The 5-foot-9 guard joins her older sister, Kaprice, and fellow Lynnwood products Mikayla Pivec and Jordyn Edwards as Royals who’ve recently signed D-I scholarships.
Boston said her older sister helped her “tremendously” through the process with tips from her own experiences.
“She helped me understand that the college to high school jump is huge,” Boston said. “So when you’re in high school the summer going into college, you need to prepare for it. She also told me how you’re a student-athlete, and student is before athlete for a reason. You have to take care of your in-the-classroom work before you can even step on the court.”
Boston said Portland State offered her just a few days before she announced her commitment on Twitter on April 9.
— Nakia Faith Boston (@nbostonballer) April 10, 2020
“We have kept our eye on Nakia the past couple of years and she had a breakout year during her senior season,” Portland State University women’s basketball coach Lynn Kennedy said in a press release from the school’s athletics department. “She really impressed us with her ability to score the basketball. Whether she is knocking down 3’s or attacking the basket, Nakia finds a way to score.
“She is also a tough defender. This past season she showed she has the intensity and desire to compete and defend the best players. She will bring energy and excitement to our team.”
Boston finished her career at Lynnwood with an impressive senior year. The Royals finished just 8-12 while dealing with injuries and the loss of last season’s leading scorer, Amaya Kirkman, who transferred to a school in New Mexico. But Boston was nearly unstoppable all season long as the team’s clear No. 1 option, even as she took on the role of point guard.
“She’s a kiddo where she can get her buckets whenever she needs to,” Lynnwood girls basketball coach Brandon Newby said. “It’s getting everybody else their shots and getting everything else within the system of the game plan, and she can get hers whenever she needs to. It’s always nice to have someone when the shot clock is running down, you know they can get their own shot.

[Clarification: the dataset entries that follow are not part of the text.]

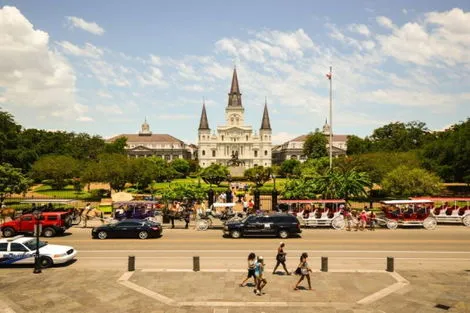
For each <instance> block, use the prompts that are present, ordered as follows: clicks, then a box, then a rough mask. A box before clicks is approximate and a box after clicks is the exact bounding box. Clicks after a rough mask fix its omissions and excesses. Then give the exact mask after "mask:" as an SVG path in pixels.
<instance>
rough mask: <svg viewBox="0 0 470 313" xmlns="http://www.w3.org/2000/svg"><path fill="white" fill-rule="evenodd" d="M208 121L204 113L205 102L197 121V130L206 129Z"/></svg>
mask: <svg viewBox="0 0 470 313" xmlns="http://www.w3.org/2000/svg"><path fill="white" fill-rule="evenodd" d="M208 129H210V128H209V122H208V121H207V114H206V103H205V102H204V103H203V104H202V113H201V120H200V121H199V130H208Z"/></svg>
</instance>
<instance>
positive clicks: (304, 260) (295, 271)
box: [294, 252, 312, 290]
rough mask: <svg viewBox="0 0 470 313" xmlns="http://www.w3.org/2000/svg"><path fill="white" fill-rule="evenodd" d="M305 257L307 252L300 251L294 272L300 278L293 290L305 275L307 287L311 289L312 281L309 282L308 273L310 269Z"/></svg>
mask: <svg viewBox="0 0 470 313" xmlns="http://www.w3.org/2000/svg"><path fill="white" fill-rule="evenodd" d="M307 258H308V254H307V252H304V253H302V255H301V256H300V263H299V266H297V269H296V270H295V274H296V275H300V278H299V280H298V281H297V284H295V287H294V290H299V284H300V283H301V282H302V280H304V278H305V277H307V282H308V289H309V290H312V283H311V282H310V273H311V272H312V270H311V269H310V267H309V266H308V262H307Z"/></svg>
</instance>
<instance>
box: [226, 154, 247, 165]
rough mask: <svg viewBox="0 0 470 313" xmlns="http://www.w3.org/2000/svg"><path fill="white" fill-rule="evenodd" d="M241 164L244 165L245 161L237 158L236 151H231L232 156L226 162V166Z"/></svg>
mask: <svg viewBox="0 0 470 313" xmlns="http://www.w3.org/2000/svg"><path fill="white" fill-rule="evenodd" d="M241 164H243V165H245V162H244V161H242V160H240V159H238V151H234V152H233V153H232V158H231V159H230V160H229V161H228V162H227V165H228V166H240V165H241Z"/></svg>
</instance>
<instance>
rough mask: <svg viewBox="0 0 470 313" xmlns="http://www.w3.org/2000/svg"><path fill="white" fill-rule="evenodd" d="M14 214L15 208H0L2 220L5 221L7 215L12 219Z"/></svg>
mask: <svg viewBox="0 0 470 313" xmlns="http://www.w3.org/2000/svg"><path fill="white" fill-rule="evenodd" d="M15 215H16V210H15V209H13V208H3V209H1V210H0V219H1V220H2V221H3V222H6V218H7V217H9V218H10V219H12V220H14V219H15Z"/></svg>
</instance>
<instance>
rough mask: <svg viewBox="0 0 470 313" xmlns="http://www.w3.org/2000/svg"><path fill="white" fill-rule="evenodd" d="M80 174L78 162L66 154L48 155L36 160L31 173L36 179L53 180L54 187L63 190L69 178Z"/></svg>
mask: <svg viewBox="0 0 470 313" xmlns="http://www.w3.org/2000/svg"><path fill="white" fill-rule="evenodd" d="M77 174H78V162H77V160H75V159H74V158H72V157H70V156H65V155H48V156H44V157H42V158H40V159H39V160H37V161H36V162H34V164H33V167H32V169H31V175H32V177H33V179H36V180H51V181H52V183H51V186H52V187H53V188H54V189H57V190H62V189H64V187H65V186H66V185H67V183H68V182H67V180H70V179H72V178H74V177H76V176H77Z"/></svg>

“I wasn’t concerned about those things. It was, ‘was she going to get her teammates involved?’ And she did a good job of that.”

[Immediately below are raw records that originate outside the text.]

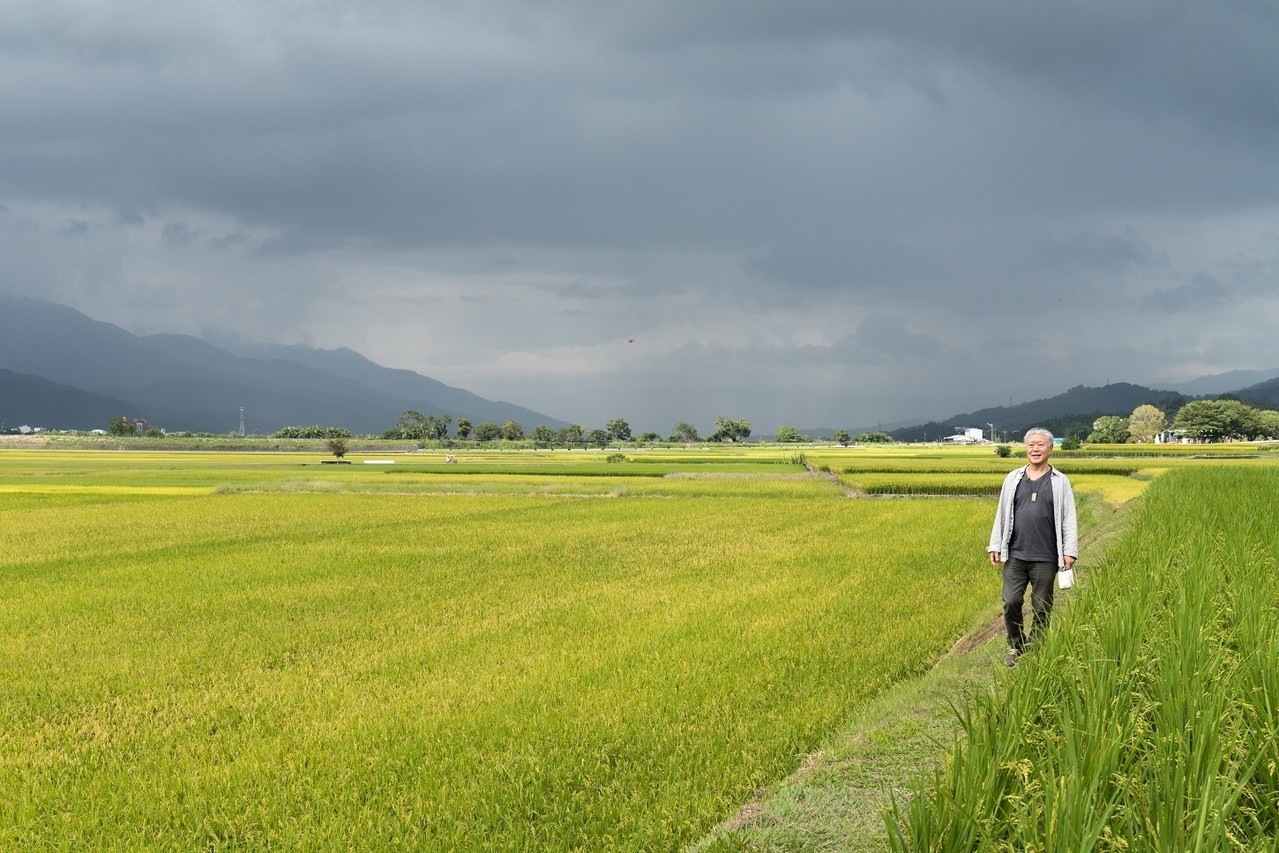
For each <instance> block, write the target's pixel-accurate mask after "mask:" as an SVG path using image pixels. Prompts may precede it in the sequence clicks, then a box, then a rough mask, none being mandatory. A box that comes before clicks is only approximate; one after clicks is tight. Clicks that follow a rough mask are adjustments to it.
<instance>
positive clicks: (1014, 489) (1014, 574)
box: [986, 427, 1079, 666]
mask: <svg viewBox="0 0 1279 853" xmlns="http://www.w3.org/2000/svg"><path fill="white" fill-rule="evenodd" d="M1051 455H1053V434H1051V432H1049V431H1048V430H1044V428H1040V427H1035V428H1033V430H1028V431H1027V432H1026V459H1027V463H1026V464H1024V466H1022V467H1021V468H1017V469H1016V471H1013V472H1010V473H1009V474H1008V477H1005V478H1004V486H1003V489H1001V490H1000V491H999V509H998V510H996V513H995V526H994V528H991V531H990V545H989V546H986V551H987V552H989V554H990V564H991V565H994V567H996V568H998V567H999V565H1003V567H1004V590H1003V597H1004V627H1005V628H1007V629H1008V656H1007V657H1005V659H1004V662H1005V664H1008V665H1009V666H1014V665H1016V664H1017V656H1018V655H1021V653H1022V650H1024V647H1026V642H1027V637H1026V630H1024V627H1023V624H1022V602H1023V600H1024V597H1026V587H1027V586H1030V587H1031V607H1032V610H1033V614H1035V615H1033V622H1032V629H1031V639H1035V638H1037V637H1039V636H1040V633H1042V630H1044V628H1045V627H1048V619H1049V614H1051V613H1053V581H1054V578H1055V577H1056V572H1058V569H1071V567H1073V565H1074V560H1076V558H1078V556H1079V532H1078V524H1077V522H1076V517H1074V491H1073V490H1072V489H1071V481H1069V480H1067V478H1065V474H1063V473H1062V472H1060V471H1058V469H1056V468H1054V467H1053V466H1050V464H1049V463H1048V460H1049V457H1051Z"/></svg>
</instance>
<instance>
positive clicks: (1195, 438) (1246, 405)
mask: <svg viewBox="0 0 1279 853" xmlns="http://www.w3.org/2000/svg"><path fill="white" fill-rule="evenodd" d="M1255 426H1260V425H1257V423H1256V409H1253V408H1251V407H1250V405H1246V404H1243V403H1241V402H1238V400H1193V402H1191V403H1187V404H1186V405H1183V407H1182V408H1181V409H1178V411H1177V417H1174V418H1173V430H1174V431H1175V432H1178V434H1179V435H1183V436H1186V437H1188V439H1197V440H1200V441H1220V440H1221V439H1232V437H1243V436H1246V435H1247V434H1248V432H1250V431H1251V430H1250V427H1255Z"/></svg>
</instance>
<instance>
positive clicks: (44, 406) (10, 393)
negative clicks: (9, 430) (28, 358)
mask: <svg viewBox="0 0 1279 853" xmlns="http://www.w3.org/2000/svg"><path fill="white" fill-rule="evenodd" d="M136 409H137V405H136V404H134V403H128V402H125V400H119V399H116V398H113V396H106V395H105V394H93V393H92V391H82V390H79V389H78V387H72V386H69V385H61V384H59V382H51V381H49V380H47V379H42V377H40V376H28V375H26V373H14V372H13V371H6V370H0V428H3V430H14V428H17V427H20V426H31V427H37V426H38V427H47V428H51V430H75V428H83V427H84V425H86V423H90V425H92V427H91V428H101V430H105V428H106V425H107V423H109V422H110V419H111V418H114V417H115V416H116V414H123V413H124V412H132V411H136Z"/></svg>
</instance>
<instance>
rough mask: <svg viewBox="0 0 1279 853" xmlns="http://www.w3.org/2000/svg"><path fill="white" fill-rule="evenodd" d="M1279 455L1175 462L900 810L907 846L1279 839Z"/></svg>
mask: <svg viewBox="0 0 1279 853" xmlns="http://www.w3.org/2000/svg"><path fill="white" fill-rule="evenodd" d="M1276 494H1279V468H1275V467H1274V466H1255V467H1251V468H1242V467H1237V466H1227V467H1220V468H1211V469H1205V468H1195V469H1181V471H1175V472H1172V473H1169V474H1166V476H1164V477H1161V478H1160V480H1159V481H1157V482H1156V483H1155V485H1154V486H1152V487H1151V490H1150V492H1149V494H1147V495H1146V497H1145V499H1143V501H1142V504H1141V506H1140V508H1138V513H1137V515H1136V517H1134V519H1133V522H1132V526H1131V528H1129V529H1128V532H1127V533H1126V536H1124V537H1123V538H1122V541H1120V542H1118V544H1117V545H1115V546H1114V547H1113V549H1111V551H1110V554H1109V556H1108V559H1106V560H1105V561H1104V563H1102V564H1101V565H1097V567H1095V568H1092V569H1090V572H1088V574H1087V577H1086V582H1085V583H1083V586H1082V587H1079V588H1078V597H1077V599H1076V600H1073V601H1072V604H1071V606H1069V609H1068V611H1067V614H1065V615H1064V618H1062V619H1058V620H1056V623H1055V625H1054V629H1053V630H1050V632H1049V633H1048V636H1046V638H1045V641H1044V643H1042V646H1041V647H1040V648H1039V650H1037V651H1035V652H1033V653H1031V655H1030V656H1027V657H1024V659H1023V660H1022V662H1019V664H1018V666H1017V669H1016V670H1014V671H1013V673H1012V674H1010V675H1009V677H1008V680H1007V682H1005V683H1004V684H1003V685H1001V687H1000V688H999V689H996V691H995V692H993V693H990V694H981V696H976V697H973V698H972V700H971V701H969V702H968V703H967V705H966V706H964V707H963V708H962V723H963V728H964V734H966V738H964V739H963V740H961V742H958V743H957V744H955V746H954V749H953V755H952V757H950V760H949V761H948V762H946V765H945V766H944V767H943V769H941V770H939V771H938V772H936V774H935V775H932V776H930V778H926V779H923V780H922V781H921V784H920V785H918V788H917V790H916V792H914V795H913V798H909V799H908V801H904V802H899V803H898V807H897V810H895V812H894V813H891V815H890V817H889V825H890V829H891V830H893V834H894V849H902V850H917V849H918V850H975V849H1042V850H1085V849H1099V850H1106V849H1126V850H1228V849H1237V850H1261V849H1265V850H1273V849H1276V847H1279V770H1276V769H1279V597H1276V593H1275V590H1276V587H1279V526H1276V524H1275V514H1274V508H1275V495H1276Z"/></svg>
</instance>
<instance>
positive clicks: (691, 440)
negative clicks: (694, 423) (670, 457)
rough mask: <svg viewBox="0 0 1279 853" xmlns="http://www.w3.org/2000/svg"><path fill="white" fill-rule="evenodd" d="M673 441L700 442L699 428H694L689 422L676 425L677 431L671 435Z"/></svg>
mask: <svg viewBox="0 0 1279 853" xmlns="http://www.w3.org/2000/svg"><path fill="white" fill-rule="evenodd" d="M670 440H671V441H683V442H686V444H687V442H689V441H700V440H701V436H698V435H697V427H694V426H693V425H692V423H689V422H688V421H680V422H679V423H677V425H675V431H674V432H671V434H670Z"/></svg>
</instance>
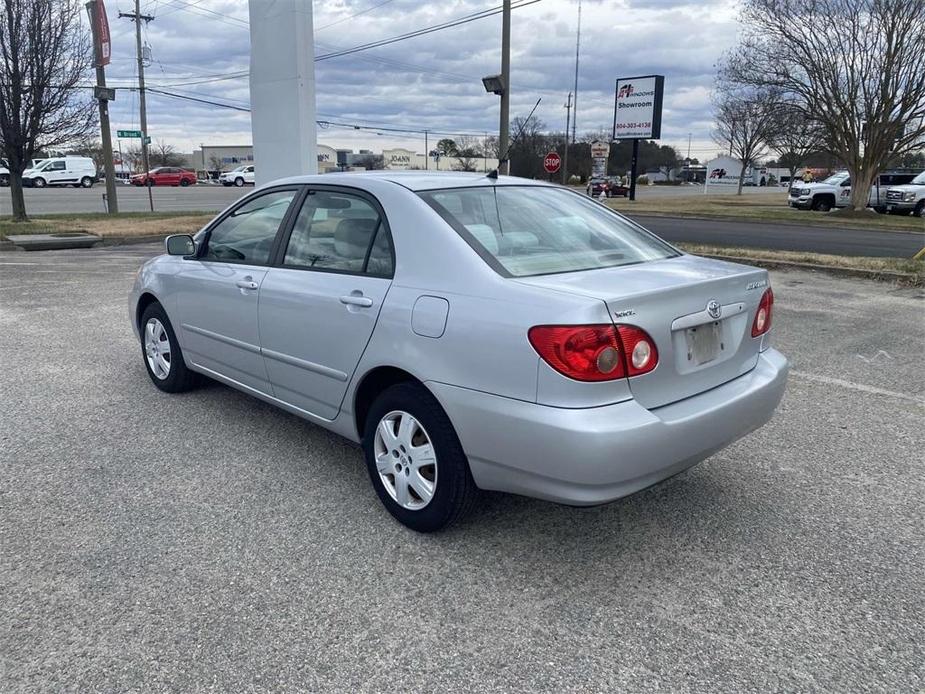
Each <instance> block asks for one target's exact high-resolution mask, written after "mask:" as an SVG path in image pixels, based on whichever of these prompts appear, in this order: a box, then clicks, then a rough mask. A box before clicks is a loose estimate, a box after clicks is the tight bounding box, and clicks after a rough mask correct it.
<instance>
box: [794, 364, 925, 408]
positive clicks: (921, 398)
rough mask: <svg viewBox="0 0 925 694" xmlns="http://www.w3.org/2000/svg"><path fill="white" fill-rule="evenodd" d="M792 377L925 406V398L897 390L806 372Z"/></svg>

Boston said the biggest transition into her role this season was taking on the leadership that comes along with playing point guard.
“Most of the time the point guard is the coach on the court, and my team needed a lot of that this year,” Boston said.

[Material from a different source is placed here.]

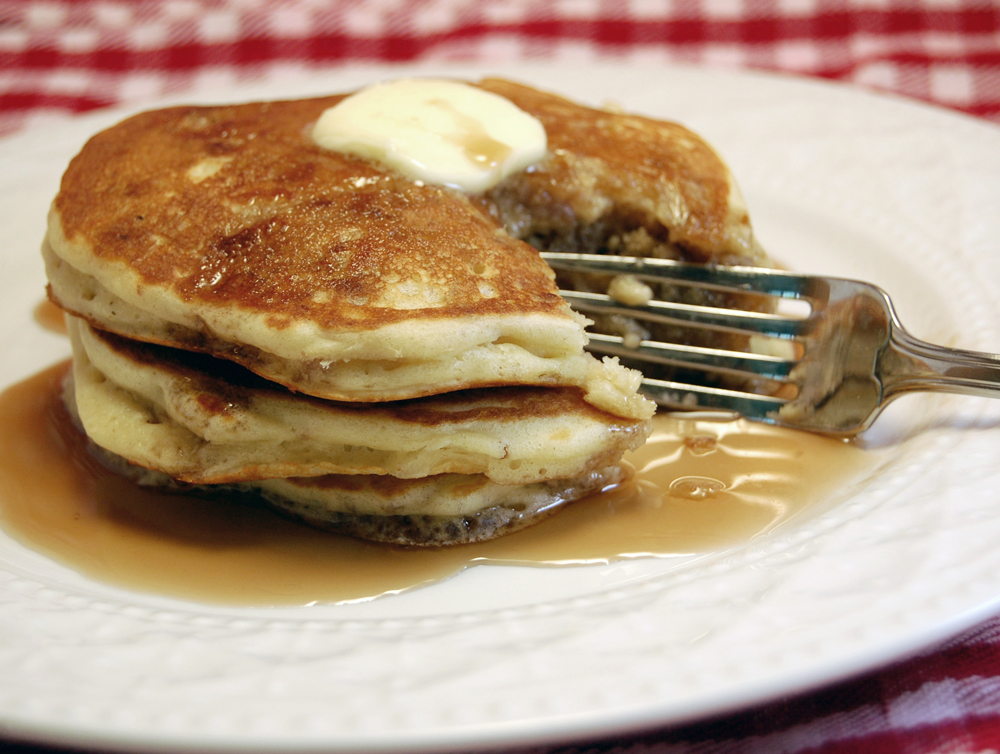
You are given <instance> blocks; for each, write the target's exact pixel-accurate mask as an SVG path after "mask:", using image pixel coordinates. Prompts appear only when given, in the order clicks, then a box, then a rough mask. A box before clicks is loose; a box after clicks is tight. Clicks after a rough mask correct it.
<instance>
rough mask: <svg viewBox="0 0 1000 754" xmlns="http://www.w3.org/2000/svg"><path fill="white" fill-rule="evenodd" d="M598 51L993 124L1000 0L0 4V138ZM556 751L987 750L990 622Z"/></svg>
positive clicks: (997, 692) (976, 750) (996, 78)
mask: <svg viewBox="0 0 1000 754" xmlns="http://www.w3.org/2000/svg"><path fill="white" fill-rule="evenodd" d="M609 59H610V60H619V61H636V62H640V61H641V62H643V63H647V64H655V63H667V62H687V63H702V64H706V65H711V66H716V67H729V68H743V67H750V68H757V69H769V70H780V71H789V72H795V73H800V74H809V75H816V76H822V77H826V78H830V79H836V80H840V81H845V82H853V83H855V84H858V85H861V86H866V87H872V88H876V89H881V90H887V91H891V92H896V93H899V94H903V95H907V96H911V97H916V98H920V99H923V100H926V101H929V102H932V103H936V104H939V105H942V106H946V107H951V108H956V109H958V110H962V111H965V112H966V113H969V114H971V115H974V116H979V117H982V118H986V119H990V120H993V121H996V122H998V123H1000V4H991V3H989V2H985V1H982V0H545V1H543V2H529V0H344V1H343V2H339V3H324V2H320V1H319V0H291V1H289V2H272V1H270V0H228V1H227V0H146V1H144V2H134V3H129V2H121V1H119V0H97V1H88V2H58V1H57V0H45V1H43V2H38V1H35V2H30V1H25V0H0V134H5V133H13V132H15V131H17V130H19V129H22V128H26V127H30V126H31V125H34V124H38V123H41V122H45V121H48V120H51V119H53V118H60V117H65V116H66V115H67V114H72V113H79V112H84V111H88V110H92V109H95V108H100V107H105V106H109V105H114V104H119V103H123V102H130V101H134V100H138V99H149V98H151V97H156V96H159V95H167V94H174V93H179V92H183V91H185V90H187V89H190V88H193V87H196V86H204V85H205V84H206V83H208V84H210V83H212V82H219V83H220V84H228V83H234V82H252V81H254V80H256V79H260V78H266V77H268V76H270V75H274V74H275V72H278V71H281V70H287V69H307V68H309V67H326V66H330V65H334V64H339V63H345V62H359V61H360V62H389V61H392V62H402V61H474V62H479V63H494V62H496V63H503V62H513V61H526V60H538V61H541V60H549V61H566V60H578V61H599V60H609ZM0 683H2V679H0ZM0 751H4V752H6V751H11V752H13V751H23V752H25V753H27V752H40V751H42V749H39V748H37V747H33V746H29V745H21V744H17V743H13V742H11V743H6V744H5V743H3V742H0ZM558 751H560V752H564V753H565V754H577V753H578V752H588V753H591V754H607V753H609V752H621V753H622V754H626V753H627V754H647V753H648V754H653V753H655V754H723V753H726V754H729V753H730V752H768V753H769V752H788V753H791V752H796V753H805V752H809V753H817V754H819V753H822V754H834V753H835V752H873V753H874V752H879V753H882V752H890V753H891V752H906V753H907V754H917V753H922V752H939V753H941V754H944V752H987V751H1000V618H997V619H994V620H992V621H988V622H986V623H985V624H983V625H981V626H979V627H978V628H976V629H975V630H973V631H971V632H969V633H968V634H966V635H965V636H962V637H960V638H958V639H956V640H954V641H952V642H951V643H950V644H948V645H946V646H943V647H940V648H937V649H934V650H932V651H930V652H929V653H927V654H924V655H922V656H920V657H917V658H914V659H909V660H906V661H904V662H902V663H899V664H897V665H895V666H893V667H890V668H888V669H883V670H881V671H878V672H873V673H870V674H868V675H866V676H864V677H862V678H859V679H856V680H852V681H849V682H845V683H840V684H837V685H835V686H832V687H829V688H826V689H823V690H820V691H818V692H813V693H808V694H804V695H801V696H796V697H793V698H789V699H786V700H782V701H779V702H774V703H769V704H767V705H764V706H761V707H758V708H755V709H750V710H745V711H742V712H739V713H737V714H732V715H729V716H727V717H724V718H722V719H718V720H713V721H707V722H702V723H698V724H694V725H689V726H685V727H674V728H668V729H665V730H659V731H654V732H652V733H649V732H647V733H643V734H639V735H636V736H633V737H626V738H623V739H616V740H612V741H603V742H591V743H587V744H580V745H577V746H567V747H565V748H563V749H559V750H558Z"/></svg>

She finished the season averaging 24 points, six rebounds, four assists and 3.5 steals per game. Her scoring output never dipped below 15 points in a single contest, and she scored 30 points or more five times.
Boston, who was named to The Herald’s All-Area first team and was a Class 3A all-state honorable mention by The Associated Press, passed the 1,000-point mark for her career with 22 points in a 39-38 loss to Snohomish on Jan. 16.
Despite all the individual accomplishments, Boston said she was most proud of the growth and resiliency her team showed this season.
“I was just excited to prepare the younger girls to come up, because being a Lynnwood player isn’t just about when you’re there,” Boston said. “It’s about the legacy they have. I saw my sister and Mikayla Pivec and Jojo (Jordyn) Edwards (play). The legacy is the most important thing and preparing the young girls and being the leader. So I was just proud of how my team did that and overcame every challenge.”